• Re: My 66000 and High word facility

    From Paul A. Clayton@paaronclayton@gmail.com to comp.arch on Wed Oct 16 13:40:13 2024
    From Newsgroup: comp.arch

    On 8/12/24 2:22 AM, Terje Mathisen wrote:
    Brett wrote:
    [snip]
    I can understand the reluctance to go to 6 bit register
    specifiers, it
    burns up your opcode space and makes encoding everything more
    difficult.
    But today that is an unserviced market which will get customers
    to give you
    a look. Put out some vapor ware and see what customers say.

    The solution (?) have always looked obvious to me: Some form of
    huffmann encoding of register specifiers, so that the most common
    ones (bottom 16 or 32) require just a small amount of space (as
    today), and then either a prefix or a suffix to provide extra bits
    when you want to use those higher register numbers. Mitch's CARRY
    sets up a single extra register for a set of operations, a WIDE
    prefix could contain two extra register bits for four registers
    over the next 2 or 3 instructions.

    As long as this doesn't make the decoder a speed limiter, it would
    be zero cost for regular code and still quite cheap except for
    increasing code size by 33-50% for the inner loops of algorithms
    that need 64 or even 128 regs.

    Fujitsu's SPARC64 VIIIfx had a Set XAR (eXtended Arithmetic
    Register) instruction that provided three bits to four register
    fields and a SIMD bit to up to two instructions.
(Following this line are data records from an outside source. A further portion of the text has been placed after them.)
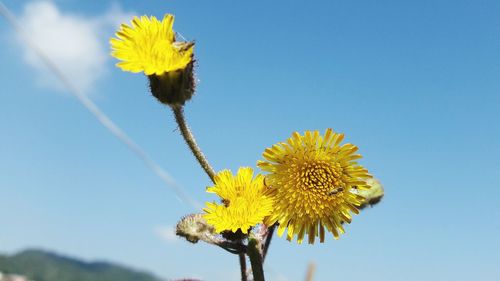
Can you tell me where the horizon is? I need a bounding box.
[0,0,500,281]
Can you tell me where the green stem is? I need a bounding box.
[239,253,247,281]
[171,105,215,182]
[262,224,276,263]
[247,238,264,281]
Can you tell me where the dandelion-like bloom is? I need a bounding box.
[110,15,194,75]
[257,129,371,244]
[203,167,273,233]
[110,15,195,107]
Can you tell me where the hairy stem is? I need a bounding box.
[171,105,215,181]
[239,253,247,281]
[262,224,276,263]
[247,237,264,281]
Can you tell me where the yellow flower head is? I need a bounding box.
[257,129,371,244]
[203,168,273,233]
[110,15,194,75]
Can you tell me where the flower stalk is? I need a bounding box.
[170,105,215,180]
[247,237,264,281]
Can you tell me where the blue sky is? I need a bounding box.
[0,0,500,281]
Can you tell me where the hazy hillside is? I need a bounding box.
[0,250,160,281]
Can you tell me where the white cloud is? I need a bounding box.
[19,1,132,93]
[155,226,178,243]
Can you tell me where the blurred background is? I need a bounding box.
[0,0,500,281]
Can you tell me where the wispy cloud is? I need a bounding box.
[154,226,179,243]
[19,1,132,93]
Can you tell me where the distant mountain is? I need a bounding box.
[0,250,161,281]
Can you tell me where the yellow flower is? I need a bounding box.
[110,15,194,75]
[257,129,371,244]
[203,167,273,233]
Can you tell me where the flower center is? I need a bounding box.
[298,161,345,195]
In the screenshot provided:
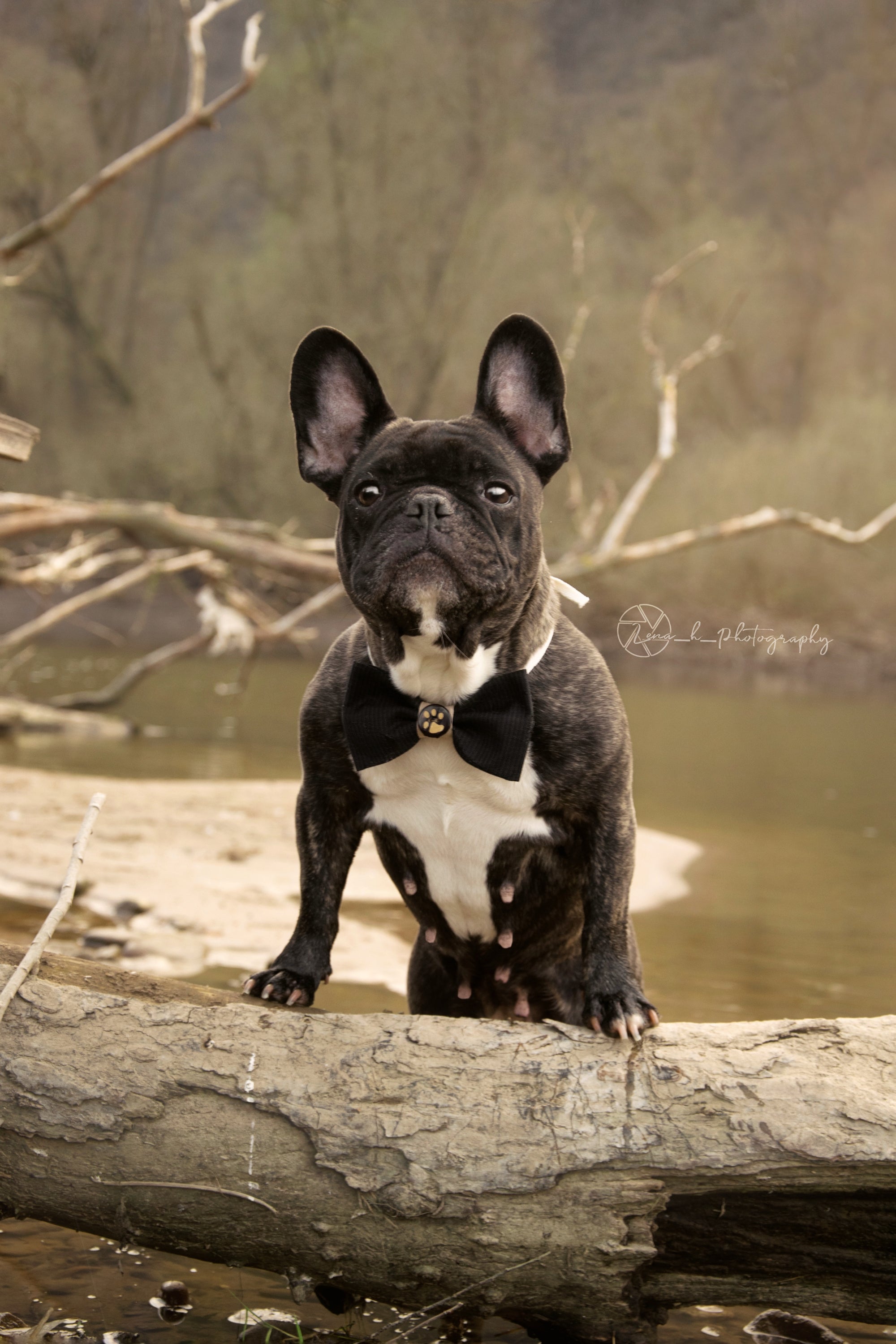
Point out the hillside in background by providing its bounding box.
[0,0,896,640]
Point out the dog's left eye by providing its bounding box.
[355,481,383,508]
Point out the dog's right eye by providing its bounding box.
[355,481,383,508]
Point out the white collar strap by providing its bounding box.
[525,630,553,672]
[551,574,591,606]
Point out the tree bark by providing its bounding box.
[0,945,896,1340]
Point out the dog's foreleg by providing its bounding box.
[243,774,364,1007]
[582,753,659,1040]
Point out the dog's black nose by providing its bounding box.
[405,491,454,527]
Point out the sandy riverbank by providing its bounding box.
[0,767,700,995]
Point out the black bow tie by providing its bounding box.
[343,663,532,780]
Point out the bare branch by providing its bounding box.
[560,304,592,366]
[258,583,345,640]
[641,239,719,360]
[0,415,40,462]
[50,630,212,710]
[0,551,215,650]
[0,492,339,582]
[551,504,896,578]
[575,241,731,564]
[552,242,896,578]
[0,0,265,263]
[0,793,106,1019]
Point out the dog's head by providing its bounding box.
[290,316,569,656]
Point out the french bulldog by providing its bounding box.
[245,316,658,1040]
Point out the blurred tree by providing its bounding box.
[0,0,896,625]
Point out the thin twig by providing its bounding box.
[0,0,266,261]
[258,583,345,640]
[0,551,214,650]
[0,491,339,583]
[90,1176,277,1214]
[367,1251,551,1344]
[0,793,106,1021]
[551,504,896,578]
[50,630,212,710]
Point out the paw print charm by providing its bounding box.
[417,704,451,738]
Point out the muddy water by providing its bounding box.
[0,1219,896,1344]
[0,649,896,1021]
[0,649,896,1344]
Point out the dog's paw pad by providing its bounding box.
[588,992,659,1040]
[243,966,317,1008]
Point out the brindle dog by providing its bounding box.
[246,316,658,1039]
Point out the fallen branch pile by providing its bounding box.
[0,948,896,1340]
[0,492,343,707]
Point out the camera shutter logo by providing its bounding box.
[616,602,672,659]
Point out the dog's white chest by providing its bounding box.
[360,738,551,942]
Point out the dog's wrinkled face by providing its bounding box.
[292,317,569,656]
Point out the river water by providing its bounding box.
[0,648,896,1344]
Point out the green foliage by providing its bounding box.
[0,0,896,625]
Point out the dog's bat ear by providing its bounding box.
[289,327,395,500]
[473,313,572,484]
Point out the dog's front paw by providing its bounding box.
[243,966,320,1008]
[584,985,659,1040]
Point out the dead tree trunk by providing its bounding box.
[0,946,896,1339]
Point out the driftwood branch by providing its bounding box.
[552,241,896,578]
[50,630,212,710]
[0,948,896,1341]
[0,492,344,722]
[0,551,212,652]
[0,491,339,583]
[0,793,106,1021]
[0,0,266,265]
[0,415,40,462]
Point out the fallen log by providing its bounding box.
[0,945,896,1340]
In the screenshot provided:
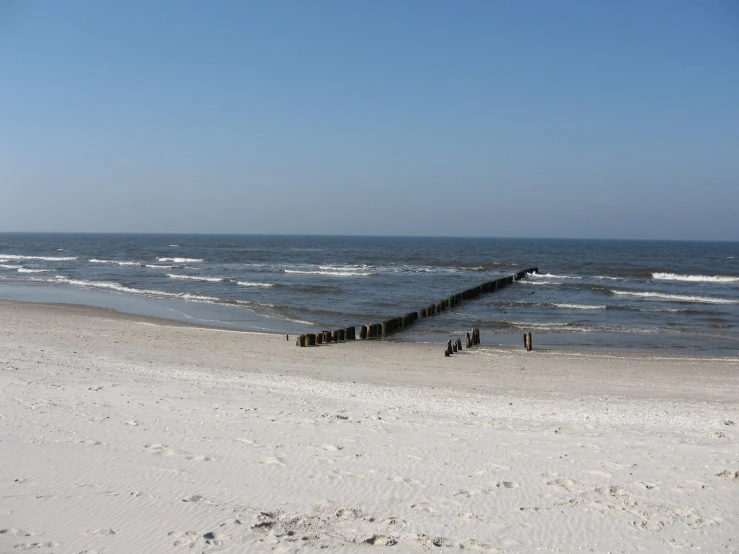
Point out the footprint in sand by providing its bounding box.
[262,456,286,467]
[547,477,577,492]
[0,527,38,537]
[187,455,215,462]
[144,443,174,456]
[388,475,421,486]
[495,481,521,489]
[411,502,436,514]
[588,469,613,479]
[364,535,398,546]
[716,469,739,481]
[13,541,61,550]
[182,494,216,506]
[87,529,117,535]
[77,439,108,446]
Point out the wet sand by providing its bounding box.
[0,301,739,553]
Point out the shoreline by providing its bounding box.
[0,291,736,361]
[0,301,739,554]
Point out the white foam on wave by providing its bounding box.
[88,258,146,267]
[0,254,77,262]
[593,275,624,281]
[282,269,372,277]
[611,290,739,304]
[652,273,739,283]
[44,275,220,302]
[157,258,205,264]
[167,273,236,283]
[529,273,582,279]
[504,321,570,329]
[552,304,606,310]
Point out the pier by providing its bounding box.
[296,267,539,344]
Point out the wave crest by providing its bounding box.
[611,290,739,304]
[652,273,739,283]
[0,254,77,262]
[157,258,205,264]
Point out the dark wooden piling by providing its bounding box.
[288,267,539,348]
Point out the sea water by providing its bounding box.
[0,233,739,355]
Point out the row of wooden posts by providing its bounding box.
[296,267,539,348]
[444,327,480,356]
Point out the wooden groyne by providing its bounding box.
[296,267,539,344]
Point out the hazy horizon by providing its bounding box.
[0,0,739,241]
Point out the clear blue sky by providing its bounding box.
[0,0,739,240]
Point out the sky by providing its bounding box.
[0,0,739,240]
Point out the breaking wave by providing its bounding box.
[652,273,739,283]
[0,254,77,262]
[157,258,205,264]
[281,269,372,277]
[552,304,608,310]
[611,290,739,304]
[167,273,236,283]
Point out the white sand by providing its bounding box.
[0,301,739,553]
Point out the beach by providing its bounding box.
[0,301,739,553]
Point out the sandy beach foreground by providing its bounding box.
[0,301,739,553]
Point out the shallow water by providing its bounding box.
[0,234,739,355]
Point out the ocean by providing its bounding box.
[0,233,739,356]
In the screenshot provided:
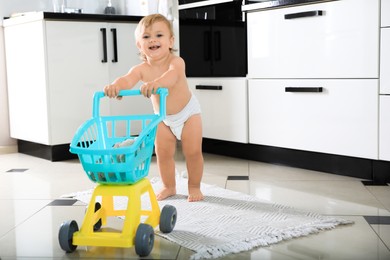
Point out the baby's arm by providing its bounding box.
[141,57,185,97]
[103,65,141,98]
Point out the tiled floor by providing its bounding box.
[0,150,390,260]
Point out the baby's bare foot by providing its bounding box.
[187,187,203,202]
[156,188,176,200]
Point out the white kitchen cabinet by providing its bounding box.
[188,78,248,143]
[379,95,390,161]
[4,16,147,146]
[248,79,378,159]
[380,28,390,94]
[247,0,380,78]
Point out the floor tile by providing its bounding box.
[0,151,390,260]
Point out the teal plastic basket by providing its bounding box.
[70,88,168,185]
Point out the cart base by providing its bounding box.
[73,178,160,247]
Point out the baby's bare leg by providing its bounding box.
[182,114,203,201]
[155,123,176,200]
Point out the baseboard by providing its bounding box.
[203,138,390,183]
[18,140,77,162]
[0,145,18,154]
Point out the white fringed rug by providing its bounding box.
[63,178,353,259]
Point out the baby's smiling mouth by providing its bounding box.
[149,45,160,50]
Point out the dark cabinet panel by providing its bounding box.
[180,20,247,77]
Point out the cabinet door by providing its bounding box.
[4,21,49,144]
[211,22,247,77]
[180,21,212,77]
[248,80,378,159]
[188,78,248,143]
[379,95,390,161]
[380,28,390,94]
[45,21,109,145]
[247,0,379,78]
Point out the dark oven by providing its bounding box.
[179,0,247,77]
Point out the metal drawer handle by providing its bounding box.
[285,87,322,93]
[284,10,325,20]
[195,85,222,90]
[100,28,107,63]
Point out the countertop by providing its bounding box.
[3,12,142,26]
[241,0,339,12]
    (Of course x86-64 has a prefix that added one bit to two register
    fields for one instruction. AVX512/AVX10 further extend the
    register set to 32 entries.).

    An alternative would be to have opcode bits be variably placed
    such that the register fields are always in the same positions but
    are truncated for some encodings (based on fixed
    opcode information). I.e., the extra register field bits could be
    interpreted as opcode bits or register bits (or perhaps immediate
    bits).

    Another possibility would be to have smaller special purpose
    register fields that when expanded become general purpose. E.g., 8
    address and 8 data registers might be expanded to 32 general
    purpose registers.

    The tradeoffs of contiguity of fields (register, opcode,
    immediate) and consistency of interpretation would seem to depend
    on criticality in the pipeline. Except for control flow
    instructions, register names seem more critical than opcode.
    Immediate fields are usually least critical. Relative control flow
    is one exception; recognizing a branch and the offset early can be
    beneficial. Similarly loads from a stable base (e.g., global
    pointer, stack pointer, also signature caches) might start early
    with a earlier known offset. Also, some immediate additions might
    be merged early — comparable to trace cache optimizations but not
    cached — or converted to a single dependency delay.

    ADD R5 ← R5 #100;
    BEZ R7 TARGET; // predicted not taken
    ADD R5 ← R5 #32;

    could be converted to

    ADD R5 ← R1 #132;

    (This would require recovering more slowly from an earlier
    checkpoint on a branch misprediction or a means of inserting a SUB
    R5 ← R5 #32 to correct the state.)

    ADD R6 ← R5 #100;
    ADD R5 ← R6 #32;

    could be converted to

    ADD R6 ← R5 #100;
    ADD R5 ← R5 #132;

    (Intel recently started optimizing this case.)

    An argument might also be made that the operands for multiple
    operations might be beneficially encoded to exploit variability
    in the number of register operands, possibly including temporary
    results and destructive operations. (Maybe not a strong or a
    sensible argument, but an argument.☺)
    --- Synchronet 3.20a-Linux NewsLink 1.114